The question of Iran and its sponsorship of terrorism and its acquisition of nuclear weapons is a dramatic and extremely important development. That’s why it has engaged our attention so significantly.
But, the Middle East presents even broader and more complex issues. Was the world, and the people of Syria, better off with Assad – bad as he was – in power? Was Libya doing better under Gaddafi than it is now? One European official said a million people, mostly Libyans, are on the North African shore seeking to enter Europe or the United States. Is Egypt, under the military, a more secure and a more positive force for good in Egypt and the Middle East than it was under the elected Muslim Brotherhood and other extreme parties? How would our discussions and actions have been different if our nation had established a sound, long-term policy to guide our discrete actions?
Our involvement in each of those situations and others was, it seems to me, far too ad hoc – far too reactive to a certain event. Our actions have not been consistent and predictable. They have not advanced a unified strategy. They have not been a part of a coherent strategy designed to reduce tensions and strife, to reduce our direct involvement in the region. Our policies have not resulted in a containment and reduction of terrorism and extremism. They have not resulted in an improvement of conditions for the people of those countries or the security of Americans.
Statesmanship, as Henry Kissinger says, requires wisdom, insight, and the willingness of officials to understand the complexity of the choices the nation faces and then to provide leadership to the American people that produces the support for those policies that may not seem clear or positive at the time they are announced, because the world is a complex place.
So, in conclusion, I am certain that the foreign policy of our nation is too reactive. I am certain we have not adopted, on a bi-partisan basis, a policy to confront Islamic extremism that provides direction for actions and can build confidence in our people and our allies. I am certain that this is a failure and must be remedied.
Let’s get together, colleagues, and commit to developing a wise and sound strategy – outside the rush of daily politics – using the great insights and talents that are available to us.

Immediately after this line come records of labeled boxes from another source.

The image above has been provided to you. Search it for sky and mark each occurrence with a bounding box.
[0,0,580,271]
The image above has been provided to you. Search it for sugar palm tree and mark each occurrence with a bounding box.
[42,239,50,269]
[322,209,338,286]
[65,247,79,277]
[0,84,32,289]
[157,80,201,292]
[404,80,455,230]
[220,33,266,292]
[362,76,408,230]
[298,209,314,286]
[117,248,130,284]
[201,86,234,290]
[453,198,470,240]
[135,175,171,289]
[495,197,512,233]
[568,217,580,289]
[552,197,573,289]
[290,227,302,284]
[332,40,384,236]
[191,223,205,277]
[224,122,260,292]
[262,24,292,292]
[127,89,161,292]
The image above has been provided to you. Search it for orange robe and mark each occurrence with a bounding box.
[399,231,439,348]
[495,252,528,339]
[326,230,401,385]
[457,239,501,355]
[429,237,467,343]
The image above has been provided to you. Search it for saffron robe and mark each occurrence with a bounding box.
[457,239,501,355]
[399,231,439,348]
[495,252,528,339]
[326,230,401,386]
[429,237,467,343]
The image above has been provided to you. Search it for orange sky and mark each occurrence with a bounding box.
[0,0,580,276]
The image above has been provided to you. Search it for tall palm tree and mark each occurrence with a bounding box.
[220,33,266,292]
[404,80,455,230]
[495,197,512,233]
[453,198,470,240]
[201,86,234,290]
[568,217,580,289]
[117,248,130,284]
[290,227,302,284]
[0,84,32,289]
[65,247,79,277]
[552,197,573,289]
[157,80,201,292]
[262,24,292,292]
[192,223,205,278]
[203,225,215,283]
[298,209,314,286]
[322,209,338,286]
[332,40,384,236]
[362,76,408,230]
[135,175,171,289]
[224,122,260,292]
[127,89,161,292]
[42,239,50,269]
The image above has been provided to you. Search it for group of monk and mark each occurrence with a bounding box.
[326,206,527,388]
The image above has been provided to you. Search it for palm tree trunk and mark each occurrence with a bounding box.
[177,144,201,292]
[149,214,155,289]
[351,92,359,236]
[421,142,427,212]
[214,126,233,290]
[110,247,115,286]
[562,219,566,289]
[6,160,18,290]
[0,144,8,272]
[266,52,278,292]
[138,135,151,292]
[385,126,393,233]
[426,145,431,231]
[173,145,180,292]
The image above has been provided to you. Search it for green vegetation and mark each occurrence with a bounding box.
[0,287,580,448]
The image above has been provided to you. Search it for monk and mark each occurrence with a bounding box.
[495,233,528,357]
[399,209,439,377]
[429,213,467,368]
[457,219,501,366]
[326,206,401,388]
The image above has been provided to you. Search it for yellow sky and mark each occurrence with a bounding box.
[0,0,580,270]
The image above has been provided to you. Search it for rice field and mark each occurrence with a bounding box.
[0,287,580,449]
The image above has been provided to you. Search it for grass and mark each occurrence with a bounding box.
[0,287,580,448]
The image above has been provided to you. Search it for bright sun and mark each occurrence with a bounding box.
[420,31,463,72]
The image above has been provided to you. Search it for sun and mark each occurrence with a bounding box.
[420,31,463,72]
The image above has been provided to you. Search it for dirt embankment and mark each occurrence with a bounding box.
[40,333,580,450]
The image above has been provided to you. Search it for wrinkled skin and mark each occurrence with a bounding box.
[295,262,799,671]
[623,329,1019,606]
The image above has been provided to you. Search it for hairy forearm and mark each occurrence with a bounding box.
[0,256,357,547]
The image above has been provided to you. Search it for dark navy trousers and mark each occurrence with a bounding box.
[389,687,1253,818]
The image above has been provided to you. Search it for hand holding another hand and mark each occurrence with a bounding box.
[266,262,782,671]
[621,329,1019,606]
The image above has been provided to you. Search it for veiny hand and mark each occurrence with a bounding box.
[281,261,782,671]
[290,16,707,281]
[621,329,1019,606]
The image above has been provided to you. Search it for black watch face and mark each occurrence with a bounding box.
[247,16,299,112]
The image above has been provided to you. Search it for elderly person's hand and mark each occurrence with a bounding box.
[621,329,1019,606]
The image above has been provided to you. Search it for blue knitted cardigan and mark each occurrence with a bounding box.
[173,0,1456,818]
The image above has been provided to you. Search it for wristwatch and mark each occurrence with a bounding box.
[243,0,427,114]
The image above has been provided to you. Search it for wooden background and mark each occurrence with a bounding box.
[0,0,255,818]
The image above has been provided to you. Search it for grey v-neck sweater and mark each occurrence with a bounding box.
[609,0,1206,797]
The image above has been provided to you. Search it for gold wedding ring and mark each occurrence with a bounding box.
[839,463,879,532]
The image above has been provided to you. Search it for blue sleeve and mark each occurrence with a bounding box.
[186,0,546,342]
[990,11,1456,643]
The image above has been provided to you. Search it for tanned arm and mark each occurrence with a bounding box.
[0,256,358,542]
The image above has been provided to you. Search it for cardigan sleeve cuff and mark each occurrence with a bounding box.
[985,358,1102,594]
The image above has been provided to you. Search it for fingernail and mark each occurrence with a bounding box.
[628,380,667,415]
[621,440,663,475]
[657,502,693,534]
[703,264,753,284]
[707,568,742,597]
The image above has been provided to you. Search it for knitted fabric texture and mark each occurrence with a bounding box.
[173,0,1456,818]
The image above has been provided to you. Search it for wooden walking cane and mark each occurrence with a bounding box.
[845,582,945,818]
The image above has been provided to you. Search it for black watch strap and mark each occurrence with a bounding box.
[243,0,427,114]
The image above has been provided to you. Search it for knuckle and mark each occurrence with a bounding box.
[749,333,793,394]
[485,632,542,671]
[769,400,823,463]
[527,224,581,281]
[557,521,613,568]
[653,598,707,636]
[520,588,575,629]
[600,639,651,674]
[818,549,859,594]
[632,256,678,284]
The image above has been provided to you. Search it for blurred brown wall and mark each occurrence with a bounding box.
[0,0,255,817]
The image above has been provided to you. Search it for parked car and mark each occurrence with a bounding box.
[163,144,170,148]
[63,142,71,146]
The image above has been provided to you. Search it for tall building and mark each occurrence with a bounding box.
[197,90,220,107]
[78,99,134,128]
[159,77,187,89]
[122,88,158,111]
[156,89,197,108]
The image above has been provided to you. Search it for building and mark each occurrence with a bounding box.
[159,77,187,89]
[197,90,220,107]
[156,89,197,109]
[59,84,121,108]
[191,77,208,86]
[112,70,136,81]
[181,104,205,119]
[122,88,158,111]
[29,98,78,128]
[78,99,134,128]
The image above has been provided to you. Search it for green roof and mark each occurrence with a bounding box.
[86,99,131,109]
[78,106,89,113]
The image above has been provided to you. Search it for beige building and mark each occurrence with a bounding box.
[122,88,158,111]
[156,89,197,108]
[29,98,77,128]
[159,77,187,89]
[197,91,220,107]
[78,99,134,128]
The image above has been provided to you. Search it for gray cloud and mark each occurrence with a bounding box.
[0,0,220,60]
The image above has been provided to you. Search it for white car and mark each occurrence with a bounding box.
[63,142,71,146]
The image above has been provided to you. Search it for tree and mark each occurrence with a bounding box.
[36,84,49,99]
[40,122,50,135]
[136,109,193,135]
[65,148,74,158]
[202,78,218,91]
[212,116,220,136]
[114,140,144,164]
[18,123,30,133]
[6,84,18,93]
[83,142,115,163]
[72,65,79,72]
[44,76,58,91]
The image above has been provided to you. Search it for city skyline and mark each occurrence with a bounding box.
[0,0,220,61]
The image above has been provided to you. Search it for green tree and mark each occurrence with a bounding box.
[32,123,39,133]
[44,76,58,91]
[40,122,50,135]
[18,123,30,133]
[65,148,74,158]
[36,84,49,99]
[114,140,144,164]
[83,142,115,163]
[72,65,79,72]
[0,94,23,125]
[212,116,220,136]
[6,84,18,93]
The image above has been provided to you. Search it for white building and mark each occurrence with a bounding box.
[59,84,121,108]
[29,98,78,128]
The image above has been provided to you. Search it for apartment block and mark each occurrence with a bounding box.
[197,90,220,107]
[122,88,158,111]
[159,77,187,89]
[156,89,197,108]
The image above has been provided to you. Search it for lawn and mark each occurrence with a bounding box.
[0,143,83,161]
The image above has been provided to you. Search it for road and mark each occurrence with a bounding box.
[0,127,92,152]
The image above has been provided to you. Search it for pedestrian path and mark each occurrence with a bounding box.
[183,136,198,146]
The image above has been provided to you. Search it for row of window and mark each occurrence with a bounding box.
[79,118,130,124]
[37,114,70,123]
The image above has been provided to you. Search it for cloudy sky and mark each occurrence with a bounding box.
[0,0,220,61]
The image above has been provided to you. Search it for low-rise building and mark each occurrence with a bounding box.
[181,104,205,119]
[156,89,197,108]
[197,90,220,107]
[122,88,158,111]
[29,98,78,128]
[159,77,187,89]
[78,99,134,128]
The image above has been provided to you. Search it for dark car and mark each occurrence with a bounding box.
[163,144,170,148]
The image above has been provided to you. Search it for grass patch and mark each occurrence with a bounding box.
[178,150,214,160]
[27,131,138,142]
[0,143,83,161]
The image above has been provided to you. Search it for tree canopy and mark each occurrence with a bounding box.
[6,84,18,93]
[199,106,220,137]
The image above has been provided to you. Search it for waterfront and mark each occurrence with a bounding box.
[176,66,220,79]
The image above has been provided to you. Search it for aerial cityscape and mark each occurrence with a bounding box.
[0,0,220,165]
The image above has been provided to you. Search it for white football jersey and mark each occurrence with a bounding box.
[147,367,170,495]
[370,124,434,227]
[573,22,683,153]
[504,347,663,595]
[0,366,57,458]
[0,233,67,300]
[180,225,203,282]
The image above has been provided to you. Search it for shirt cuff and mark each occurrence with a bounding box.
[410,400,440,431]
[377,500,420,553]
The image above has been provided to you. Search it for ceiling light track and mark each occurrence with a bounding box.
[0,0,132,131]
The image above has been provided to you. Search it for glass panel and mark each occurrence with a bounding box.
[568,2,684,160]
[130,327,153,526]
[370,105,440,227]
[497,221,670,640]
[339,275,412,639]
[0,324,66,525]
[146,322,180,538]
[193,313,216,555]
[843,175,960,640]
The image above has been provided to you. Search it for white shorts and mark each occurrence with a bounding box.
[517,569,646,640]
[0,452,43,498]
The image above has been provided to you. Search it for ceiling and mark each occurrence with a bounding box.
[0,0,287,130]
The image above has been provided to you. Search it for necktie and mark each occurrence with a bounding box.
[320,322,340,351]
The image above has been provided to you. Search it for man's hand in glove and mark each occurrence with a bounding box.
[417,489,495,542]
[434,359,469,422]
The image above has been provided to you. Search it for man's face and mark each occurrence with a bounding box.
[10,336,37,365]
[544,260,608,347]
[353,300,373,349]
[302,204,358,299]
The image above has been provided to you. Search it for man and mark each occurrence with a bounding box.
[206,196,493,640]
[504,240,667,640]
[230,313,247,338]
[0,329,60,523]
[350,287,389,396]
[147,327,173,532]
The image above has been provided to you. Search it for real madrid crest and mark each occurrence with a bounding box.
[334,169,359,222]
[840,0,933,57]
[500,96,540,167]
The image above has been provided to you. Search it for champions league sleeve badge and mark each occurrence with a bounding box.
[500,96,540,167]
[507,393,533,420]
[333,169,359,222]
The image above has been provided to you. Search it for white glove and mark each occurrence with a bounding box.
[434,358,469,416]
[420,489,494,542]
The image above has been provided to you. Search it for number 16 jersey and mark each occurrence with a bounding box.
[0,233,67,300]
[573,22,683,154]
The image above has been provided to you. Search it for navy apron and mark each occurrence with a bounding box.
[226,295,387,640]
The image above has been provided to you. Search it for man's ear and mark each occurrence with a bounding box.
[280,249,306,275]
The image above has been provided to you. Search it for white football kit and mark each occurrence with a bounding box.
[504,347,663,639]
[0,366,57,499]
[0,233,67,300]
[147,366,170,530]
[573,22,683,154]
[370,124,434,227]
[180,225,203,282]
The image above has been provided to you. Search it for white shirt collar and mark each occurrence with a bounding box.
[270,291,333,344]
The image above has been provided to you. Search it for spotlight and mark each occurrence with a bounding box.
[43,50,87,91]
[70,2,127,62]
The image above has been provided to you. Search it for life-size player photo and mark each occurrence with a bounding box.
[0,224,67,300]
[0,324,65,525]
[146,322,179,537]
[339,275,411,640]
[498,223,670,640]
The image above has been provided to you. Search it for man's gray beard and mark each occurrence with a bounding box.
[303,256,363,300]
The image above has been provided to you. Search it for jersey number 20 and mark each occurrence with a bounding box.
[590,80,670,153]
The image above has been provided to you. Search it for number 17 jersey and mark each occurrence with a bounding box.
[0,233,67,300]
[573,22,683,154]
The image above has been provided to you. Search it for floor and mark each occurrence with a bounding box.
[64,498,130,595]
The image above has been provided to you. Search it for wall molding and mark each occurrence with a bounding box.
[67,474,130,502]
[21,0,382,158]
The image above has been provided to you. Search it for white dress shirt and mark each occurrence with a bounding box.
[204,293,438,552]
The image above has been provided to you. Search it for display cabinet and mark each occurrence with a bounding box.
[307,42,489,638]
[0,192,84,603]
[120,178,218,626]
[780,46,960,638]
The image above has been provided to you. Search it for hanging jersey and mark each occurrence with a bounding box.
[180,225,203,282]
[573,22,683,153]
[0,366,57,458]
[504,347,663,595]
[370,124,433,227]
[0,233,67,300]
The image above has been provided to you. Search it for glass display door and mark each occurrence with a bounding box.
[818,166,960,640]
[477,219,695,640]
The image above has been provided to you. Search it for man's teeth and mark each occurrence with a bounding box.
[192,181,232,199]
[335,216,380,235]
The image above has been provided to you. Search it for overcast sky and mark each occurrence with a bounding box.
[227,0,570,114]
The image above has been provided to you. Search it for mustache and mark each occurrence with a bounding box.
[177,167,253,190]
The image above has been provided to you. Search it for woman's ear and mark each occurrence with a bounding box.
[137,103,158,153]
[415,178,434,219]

This nation is fortunate to have persons of loyalty, experience, knowledge, and sound judgment who can help us. In its basic form, a good strategy must be simple and understandable to high officials and to everyday American people. This is not an impossible task. A good strategy will provide guidance and produce consistency in policy over the long run. Importantly, it will reduce the adverse impacts of politics on foreign policy. The American people will respond positively.
I pledge to do my part in this effort. We have developed strategies before and we can do it again.”